Employment tribunals are often associated with controversy and cost. However, the Government has made a number of important changes to the legislation, to weed out false claims and fast-track legitimate ones. This came into effect on Monday 29th July 2013.
Currently ex-employees can drag-up any false claim in the hope of securing a settlement. Employment tribunals currently have to pursue such claims, even when they are suspect, while preparing the defence of such claims can be expensive, time-consuming and distracting for businesses. This is particularly troublesome for smaller businesses who don’t have the resources or the cash.

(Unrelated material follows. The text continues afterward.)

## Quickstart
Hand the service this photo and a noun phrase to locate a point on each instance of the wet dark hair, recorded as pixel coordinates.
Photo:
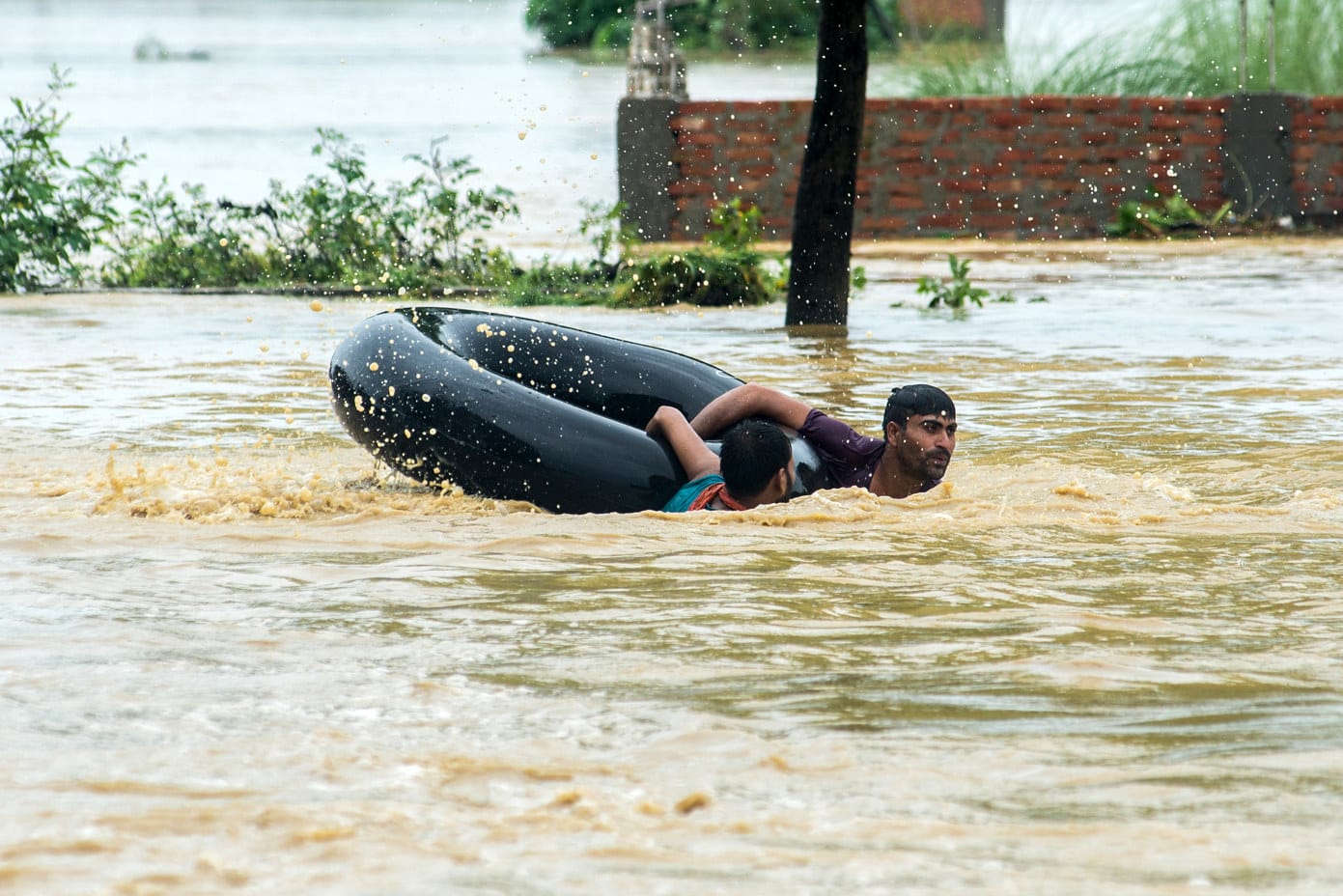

One of most the controversial new changes will be the introduction of tribunal fees. The Tribunal system has become inundated and employers have reportedly felt more and more vulnerable to spurious claims. There is no doubting the introduction of Fees is as a result of a well-intentioned desire to remove such claims so that the for the first time a Claimant must 'put their money where their mouth is'.
One of the most important changes is the implementation of a Sift by an employment judge. After a Claim has been presented and the Response has been accepted by the Tribunal, an Employment Judge will consider all of the documents it has and decide, based on that information, whether the Claim or Response, or any part of it, should be dismissed, either because there are no arguable complaints/defences or for lack of jurisdiction. This is a common sense approach and one which employers will welcome, unless their Response gets sifted out!
These changes as well as others aim to weed-out the false claims (perhaps up to 40%) and fast-track the legitimate ones, with the intention of creating a framework for managing cases more flexibly and efficiently.